The result on SBP of animals showed that oral administration of A.excelsa prevented the prolonged of hypertension in SHR model. It was established that the persistent elevated blood pressure in these genetic hypertension animal model was due to an excessive production of ROS in arterial wall where the major source is NADPH oxidase [15]. Hence, any compounds that can ameliorate the oxidative stress by inhibiting an excessive ROS production seem to be the therapeutic interest in lowering the blood pressure. An antioxidant activity of A.excelsa might promoted its antihypertensive effect in animal model similar to the antihypertensive drug captopril. However, captopril served a good ability in normalizing blood pressure better due to its antioxidant and cardioprotective effect [16]. In blood pressure regulation, captopril acts as an Angiotensin Converting Enzyme Inhibitor (ACEI) that inhibits the production of Angiotensin II, a potent vasoconstrictor in Renin-Angiotensin System (RAS). While the protective effect of phenolics and flavonoids not only as an antioxidant, but also as an antithrombotic, antiischemic and vasorelaxant in heart disease [17]. Thus, this plant has a great potential as medicinal plants due to the presence of phenolics and flavonoids as well as antioxidant compounds.

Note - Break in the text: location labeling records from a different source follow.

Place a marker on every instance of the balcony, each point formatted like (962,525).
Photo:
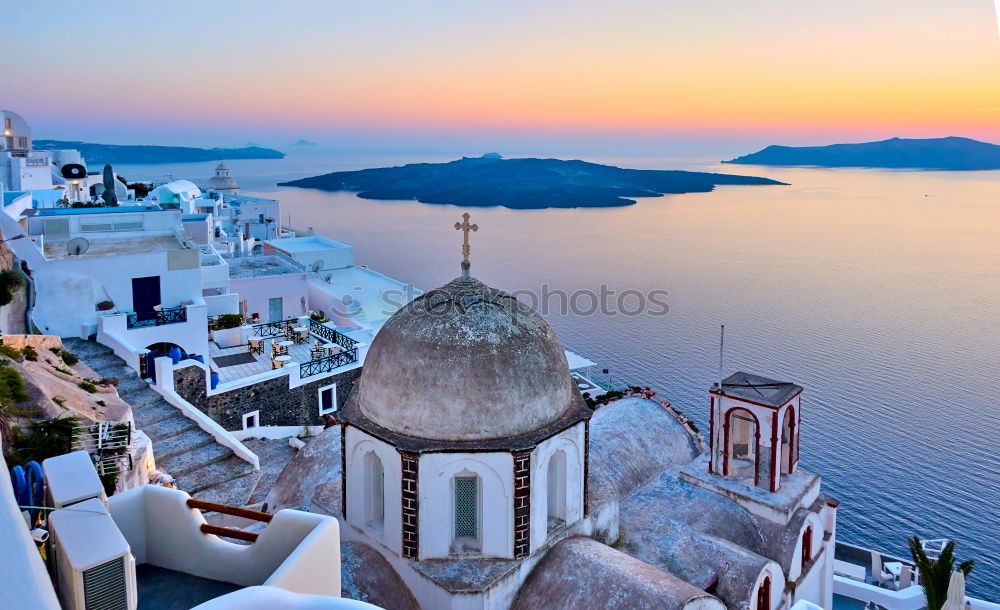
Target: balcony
(148,319)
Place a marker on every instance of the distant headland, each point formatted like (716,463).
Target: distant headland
(491,181)
(897,153)
(98,154)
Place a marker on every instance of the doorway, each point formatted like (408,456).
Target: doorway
(275,310)
(145,296)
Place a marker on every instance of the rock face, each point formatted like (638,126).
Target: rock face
(465,362)
(896,153)
(520,183)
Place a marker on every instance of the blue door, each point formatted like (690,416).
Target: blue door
(145,296)
(274,310)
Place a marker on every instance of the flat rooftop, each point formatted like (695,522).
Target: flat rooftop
(108,244)
(259,266)
(123,209)
(309,243)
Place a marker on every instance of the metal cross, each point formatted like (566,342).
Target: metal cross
(465,227)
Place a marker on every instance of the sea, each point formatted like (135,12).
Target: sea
(878,291)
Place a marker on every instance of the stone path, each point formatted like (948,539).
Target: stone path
(200,466)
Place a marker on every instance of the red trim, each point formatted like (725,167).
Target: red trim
(792,441)
(756,453)
(775,481)
(711,433)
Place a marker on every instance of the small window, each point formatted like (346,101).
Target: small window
(328,399)
(466,507)
(251,420)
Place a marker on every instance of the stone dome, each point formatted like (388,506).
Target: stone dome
(465,362)
(222,181)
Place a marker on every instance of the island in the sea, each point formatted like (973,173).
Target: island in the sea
(98,154)
(896,153)
(490,181)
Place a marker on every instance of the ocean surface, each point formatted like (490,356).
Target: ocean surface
(878,291)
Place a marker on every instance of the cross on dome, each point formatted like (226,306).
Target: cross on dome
(465,227)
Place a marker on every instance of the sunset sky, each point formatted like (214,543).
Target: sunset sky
(528,72)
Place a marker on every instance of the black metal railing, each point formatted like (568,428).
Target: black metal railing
(325,332)
(145,319)
(328,363)
(274,329)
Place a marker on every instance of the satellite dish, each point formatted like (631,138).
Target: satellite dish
(74,171)
(77,246)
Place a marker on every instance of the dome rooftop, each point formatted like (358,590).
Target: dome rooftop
(466,363)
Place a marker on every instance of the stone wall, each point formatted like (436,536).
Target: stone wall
(278,404)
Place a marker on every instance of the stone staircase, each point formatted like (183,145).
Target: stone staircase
(200,465)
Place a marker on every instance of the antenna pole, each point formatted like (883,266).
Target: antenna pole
(722,342)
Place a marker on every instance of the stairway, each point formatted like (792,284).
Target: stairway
(200,466)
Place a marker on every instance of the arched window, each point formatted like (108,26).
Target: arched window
(806,546)
(764,594)
(467,513)
(556,499)
(374,492)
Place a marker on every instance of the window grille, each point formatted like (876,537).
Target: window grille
(104,586)
(466,507)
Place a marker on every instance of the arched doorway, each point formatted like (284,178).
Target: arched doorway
(374,492)
(788,441)
(764,594)
(556,493)
(742,444)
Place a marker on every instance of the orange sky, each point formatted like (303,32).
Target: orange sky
(913,68)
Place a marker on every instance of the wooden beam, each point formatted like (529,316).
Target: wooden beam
(225,509)
(228,532)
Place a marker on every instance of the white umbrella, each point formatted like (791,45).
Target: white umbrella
(956,592)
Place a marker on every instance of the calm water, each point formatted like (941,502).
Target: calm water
(878,291)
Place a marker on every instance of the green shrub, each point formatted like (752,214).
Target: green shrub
(11,387)
(44,439)
(228,320)
(10,283)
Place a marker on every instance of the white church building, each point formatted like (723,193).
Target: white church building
(470,474)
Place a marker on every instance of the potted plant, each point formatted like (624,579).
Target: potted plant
(935,574)
(228,330)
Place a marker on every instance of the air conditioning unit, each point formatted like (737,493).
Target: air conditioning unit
(72,478)
(93,564)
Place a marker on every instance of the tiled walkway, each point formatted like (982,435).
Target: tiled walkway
(299,353)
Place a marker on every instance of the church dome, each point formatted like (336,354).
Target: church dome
(222,181)
(465,362)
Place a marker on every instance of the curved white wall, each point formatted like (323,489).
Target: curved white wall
(571,442)
(496,473)
(359,444)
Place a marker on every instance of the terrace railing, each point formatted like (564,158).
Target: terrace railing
(331,335)
(146,319)
(328,363)
(274,329)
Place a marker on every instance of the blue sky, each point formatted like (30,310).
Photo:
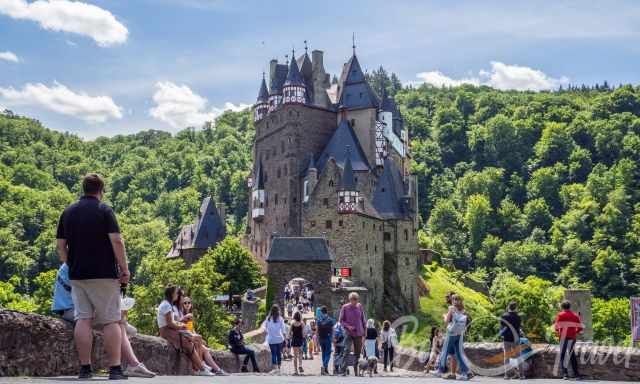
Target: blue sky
(106,67)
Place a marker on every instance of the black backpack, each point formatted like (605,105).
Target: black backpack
(325,328)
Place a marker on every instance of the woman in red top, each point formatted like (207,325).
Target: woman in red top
(568,325)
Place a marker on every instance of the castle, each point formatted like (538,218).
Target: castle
(332,161)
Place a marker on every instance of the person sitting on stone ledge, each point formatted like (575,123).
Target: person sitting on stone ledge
(63,306)
(185,311)
(174,331)
(236,345)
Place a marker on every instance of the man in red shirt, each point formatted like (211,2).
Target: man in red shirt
(568,325)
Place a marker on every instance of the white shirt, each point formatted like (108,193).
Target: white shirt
(276,330)
(164,308)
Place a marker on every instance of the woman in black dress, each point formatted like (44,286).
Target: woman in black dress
(297,338)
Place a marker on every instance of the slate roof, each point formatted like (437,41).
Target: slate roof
(259,178)
(278,79)
(347,182)
(389,192)
(344,137)
(263,94)
(293,75)
(299,249)
(355,92)
(205,233)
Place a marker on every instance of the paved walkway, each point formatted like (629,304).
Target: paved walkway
(268,379)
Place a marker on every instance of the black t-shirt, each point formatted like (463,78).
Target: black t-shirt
(510,319)
(86,225)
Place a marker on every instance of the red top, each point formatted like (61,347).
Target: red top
(568,325)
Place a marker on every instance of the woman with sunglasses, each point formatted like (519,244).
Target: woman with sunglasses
(186,311)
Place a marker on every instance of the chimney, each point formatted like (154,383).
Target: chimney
(316,59)
(272,71)
(222,212)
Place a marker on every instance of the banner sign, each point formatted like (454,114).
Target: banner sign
(342,272)
(635,319)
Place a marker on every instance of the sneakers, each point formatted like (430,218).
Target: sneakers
(115,373)
(85,372)
(203,372)
(139,371)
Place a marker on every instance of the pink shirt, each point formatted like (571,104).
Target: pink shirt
(352,319)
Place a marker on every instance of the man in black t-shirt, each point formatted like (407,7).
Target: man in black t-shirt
(89,242)
(510,325)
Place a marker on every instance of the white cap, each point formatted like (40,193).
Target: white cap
(126,303)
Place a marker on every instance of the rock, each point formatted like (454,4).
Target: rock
(35,345)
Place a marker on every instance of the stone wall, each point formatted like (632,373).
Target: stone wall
(35,345)
(317,273)
(595,362)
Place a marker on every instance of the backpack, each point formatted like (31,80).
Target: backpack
(458,324)
(325,328)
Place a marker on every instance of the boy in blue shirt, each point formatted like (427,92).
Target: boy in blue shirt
(62,304)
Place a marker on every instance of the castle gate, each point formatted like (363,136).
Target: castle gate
(307,258)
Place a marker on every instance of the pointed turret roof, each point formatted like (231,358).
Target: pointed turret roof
(355,92)
(209,228)
(293,76)
(344,136)
(347,182)
(278,78)
(259,179)
(389,192)
(263,94)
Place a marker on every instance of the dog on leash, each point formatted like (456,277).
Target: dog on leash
(369,365)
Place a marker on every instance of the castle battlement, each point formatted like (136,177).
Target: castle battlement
(332,161)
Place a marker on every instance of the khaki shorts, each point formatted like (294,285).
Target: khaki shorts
(97,299)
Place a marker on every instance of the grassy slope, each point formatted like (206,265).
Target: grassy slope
(433,307)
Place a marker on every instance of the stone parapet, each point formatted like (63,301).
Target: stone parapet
(35,345)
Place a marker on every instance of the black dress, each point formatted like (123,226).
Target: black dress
(296,335)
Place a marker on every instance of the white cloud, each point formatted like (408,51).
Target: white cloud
(180,107)
(60,99)
(9,56)
(438,79)
(500,76)
(69,16)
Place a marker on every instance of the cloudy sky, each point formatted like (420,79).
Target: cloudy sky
(107,67)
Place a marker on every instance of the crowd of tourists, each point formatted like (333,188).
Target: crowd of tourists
(90,291)
(351,341)
(446,357)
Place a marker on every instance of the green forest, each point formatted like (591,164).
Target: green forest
(517,190)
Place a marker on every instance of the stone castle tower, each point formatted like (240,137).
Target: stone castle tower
(332,161)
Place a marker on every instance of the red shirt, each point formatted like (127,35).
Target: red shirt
(568,325)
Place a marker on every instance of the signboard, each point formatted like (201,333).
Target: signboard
(635,320)
(342,272)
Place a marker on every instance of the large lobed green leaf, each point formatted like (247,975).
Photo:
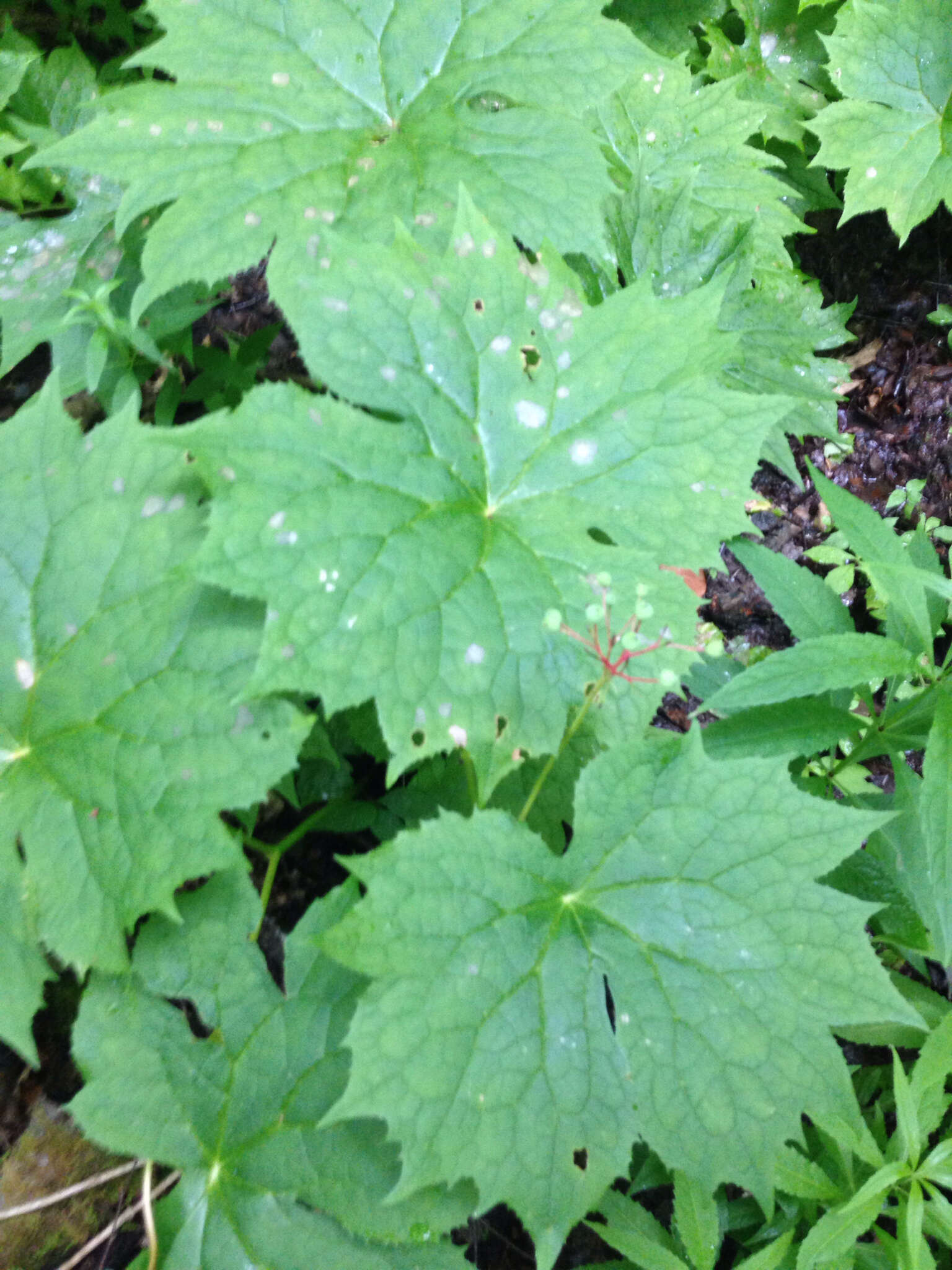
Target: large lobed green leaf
(695,201)
(238,1113)
(287,116)
(122,726)
(892,63)
(485,1041)
(778,65)
(416,562)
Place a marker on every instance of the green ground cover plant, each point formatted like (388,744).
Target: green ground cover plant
(536,260)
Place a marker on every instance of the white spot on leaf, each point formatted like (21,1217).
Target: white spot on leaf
(243,719)
(531,414)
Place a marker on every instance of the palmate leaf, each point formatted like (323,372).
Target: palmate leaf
(238,1112)
(780,63)
(696,200)
(121,730)
(892,63)
(484,1038)
(416,562)
(288,115)
(41,258)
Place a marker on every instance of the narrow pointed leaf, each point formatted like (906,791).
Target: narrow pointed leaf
(815,666)
(696,1221)
(418,561)
(803,600)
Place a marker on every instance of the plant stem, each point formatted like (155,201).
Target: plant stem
(471,783)
(275,853)
(568,735)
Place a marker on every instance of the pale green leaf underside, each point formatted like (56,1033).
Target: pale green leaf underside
(288,115)
(725,961)
(894,130)
(697,200)
(416,562)
(118,682)
(38,260)
(238,1113)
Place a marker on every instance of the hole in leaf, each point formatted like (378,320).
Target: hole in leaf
(610,1002)
(490,103)
(197,1025)
(601,536)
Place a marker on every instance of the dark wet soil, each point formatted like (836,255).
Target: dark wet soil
(896,406)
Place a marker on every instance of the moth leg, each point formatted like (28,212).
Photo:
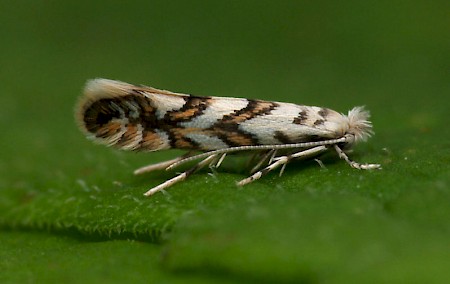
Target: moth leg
(282,161)
(181,176)
(354,164)
(162,165)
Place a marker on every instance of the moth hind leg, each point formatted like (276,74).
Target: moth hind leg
(161,165)
(182,176)
(282,161)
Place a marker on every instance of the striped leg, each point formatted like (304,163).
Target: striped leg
(354,164)
(282,161)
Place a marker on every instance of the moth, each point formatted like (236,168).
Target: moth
(141,118)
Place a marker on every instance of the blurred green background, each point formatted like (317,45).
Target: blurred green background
(72,211)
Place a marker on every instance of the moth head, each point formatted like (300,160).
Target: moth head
(359,126)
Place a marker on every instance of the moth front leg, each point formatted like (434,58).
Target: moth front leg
(181,176)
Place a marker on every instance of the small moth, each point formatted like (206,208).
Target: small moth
(140,118)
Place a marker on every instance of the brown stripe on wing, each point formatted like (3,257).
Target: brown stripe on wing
(253,109)
(178,139)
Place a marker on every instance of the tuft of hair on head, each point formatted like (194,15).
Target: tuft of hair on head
(359,124)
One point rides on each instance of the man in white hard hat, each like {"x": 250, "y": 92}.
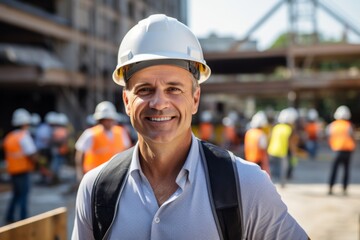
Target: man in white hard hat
{"x": 99, "y": 143}
{"x": 165, "y": 194}
{"x": 20, "y": 156}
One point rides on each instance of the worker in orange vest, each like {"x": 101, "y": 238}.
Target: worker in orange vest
{"x": 313, "y": 133}
{"x": 342, "y": 141}
{"x": 21, "y": 156}
{"x": 99, "y": 143}
{"x": 256, "y": 142}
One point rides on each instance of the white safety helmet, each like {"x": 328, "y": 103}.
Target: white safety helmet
{"x": 62, "y": 119}
{"x": 105, "y": 110}
{"x": 312, "y": 114}
{"x": 157, "y": 40}
{"x": 258, "y": 120}
{"x": 288, "y": 115}
{"x": 342, "y": 112}
{"x": 21, "y": 117}
{"x": 51, "y": 117}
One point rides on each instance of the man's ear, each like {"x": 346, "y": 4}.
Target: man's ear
{"x": 196, "y": 99}
{"x": 126, "y": 102}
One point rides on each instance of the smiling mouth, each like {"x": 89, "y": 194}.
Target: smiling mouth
{"x": 159, "y": 119}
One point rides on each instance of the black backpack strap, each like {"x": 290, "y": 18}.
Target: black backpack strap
{"x": 225, "y": 190}
{"x": 106, "y": 190}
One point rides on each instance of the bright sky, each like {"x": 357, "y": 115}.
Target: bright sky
{"x": 235, "y": 17}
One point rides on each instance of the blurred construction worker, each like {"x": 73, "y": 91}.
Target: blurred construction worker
{"x": 35, "y": 122}
{"x": 99, "y": 143}
{"x": 282, "y": 141}
{"x": 342, "y": 141}
{"x": 230, "y": 137}
{"x": 313, "y": 133}
{"x": 43, "y": 138}
{"x": 256, "y": 141}
{"x": 59, "y": 146}
{"x": 206, "y": 127}
{"x": 20, "y": 156}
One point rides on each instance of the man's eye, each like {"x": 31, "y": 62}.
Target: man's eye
{"x": 174, "y": 90}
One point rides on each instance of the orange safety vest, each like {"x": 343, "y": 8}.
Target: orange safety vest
{"x": 340, "y": 138}
{"x": 312, "y": 129}
{"x": 206, "y": 131}
{"x": 60, "y": 135}
{"x": 103, "y": 148}
{"x": 17, "y": 161}
{"x": 253, "y": 152}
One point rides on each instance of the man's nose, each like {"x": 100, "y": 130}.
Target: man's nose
{"x": 159, "y": 100}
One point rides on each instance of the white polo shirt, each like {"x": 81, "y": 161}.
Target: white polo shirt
{"x": 187, "y": 213}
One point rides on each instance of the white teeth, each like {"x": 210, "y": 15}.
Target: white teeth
{"x": 160, "y": 119}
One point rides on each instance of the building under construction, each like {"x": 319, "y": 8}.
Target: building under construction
{"x": 59, "y": 55}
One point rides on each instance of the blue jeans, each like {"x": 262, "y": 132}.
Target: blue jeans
{"x": 20, "y": 190}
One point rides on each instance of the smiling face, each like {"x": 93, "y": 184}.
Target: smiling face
{"x": 160, "y": 101}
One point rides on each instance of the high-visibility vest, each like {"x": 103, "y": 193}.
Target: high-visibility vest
{"x": 279, "y": 140}
{"x": 16, "y": 160}
{"x": 103, "y": 148}
{"x": 253, "y": 152}
{"x": 340, "y": 138}
{"x": 206, "y": 131}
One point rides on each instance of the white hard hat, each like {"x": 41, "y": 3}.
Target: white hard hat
{"x": 62, "y": 119}
{"x": 51, "y": 117}
{"x": 21, "y": 117}
{"x": 35, "y": 119}
{"x": 312, "y": 114}
{"x": 342, "y": 112}
{"x": 288, "y": 115}
{"x": 105, "y": 110}
{"x": 258, "y": 120}
{"x": 158, "y": 40}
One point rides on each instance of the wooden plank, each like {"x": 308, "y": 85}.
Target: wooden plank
{"x": 45, "y": 226}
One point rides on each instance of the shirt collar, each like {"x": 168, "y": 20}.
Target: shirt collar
{"x": 189, "y": 166}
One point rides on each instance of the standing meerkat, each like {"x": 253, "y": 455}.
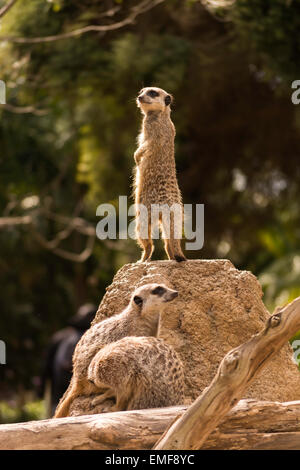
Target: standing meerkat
{"x": 139, "y": 373}
{"x": 140, "y": 318}
{"x": 155, "y": 177}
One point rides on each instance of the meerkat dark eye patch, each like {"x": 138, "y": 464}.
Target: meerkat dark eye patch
{"x": 152, "y": 93}
{"x": 159, "y": 291}
{"x": 168, "y": 100}
{"x": 138, "y": 300}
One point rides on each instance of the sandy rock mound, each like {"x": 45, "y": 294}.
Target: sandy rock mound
{"x": 218, "y": 308}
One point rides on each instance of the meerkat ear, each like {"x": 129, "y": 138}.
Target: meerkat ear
{"x": 168, "y": 100}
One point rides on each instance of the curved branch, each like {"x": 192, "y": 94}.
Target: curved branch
{"x": 143, "y": 7}
{"x": 236, "y": 371}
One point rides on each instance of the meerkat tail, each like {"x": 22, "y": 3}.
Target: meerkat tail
{"x": 63, "y": 408}
{"x": 171, "y": 243}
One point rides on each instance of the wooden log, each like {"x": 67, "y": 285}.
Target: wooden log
{"x": 236, "y": 371}
{"x": 249, "y": 425}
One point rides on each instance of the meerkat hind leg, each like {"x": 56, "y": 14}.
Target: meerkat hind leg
{"x": 172, "y": 244}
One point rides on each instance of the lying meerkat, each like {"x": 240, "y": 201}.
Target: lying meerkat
{"x": 155, "y": 176}
{"x": 138, "y": 373}
{"x": 139, "y": 318}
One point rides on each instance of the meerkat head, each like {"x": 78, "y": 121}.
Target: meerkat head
{"x": 153, "y": 99}
{"x": 150, "y": 299}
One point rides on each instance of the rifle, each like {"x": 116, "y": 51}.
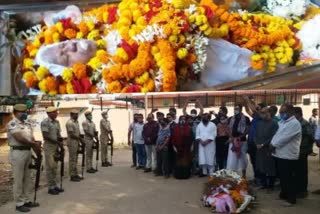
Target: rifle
{"x": 111, "y": 144}
{"x": 81, "y": 150}
{"x": 36, "y": 164}
{"x": 60, "y": 157}
{"x": 96, "y": 147}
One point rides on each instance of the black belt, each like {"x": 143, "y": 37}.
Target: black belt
{"x": 21, "y": 147}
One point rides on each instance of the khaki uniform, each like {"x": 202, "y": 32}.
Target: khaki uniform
{"x": 105, "y": 128}
{"x": 73, "y": 129}
{"x": 20, "y": 161}
{"x": 89, "y": 129}
{"x": 52, "y": 128}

The present study showed that the quantification on total phenolic and flavonoid content present in A. excelsa ethanolic leaf extract. In addition, this study suggested that the antioxidant activity of A. excelsaalleviate hypertension in SHR model. To the best of our knowledge, this is the first study reporting of A. excelsa on its antioxidant and antihypertensive activity. Hence, further isolation, characterization and purification of the active constituents and experimentation would be necessary to elucidate the exact mechanism of A.excelsa as a plant with antioxidant and antihypertensive effect.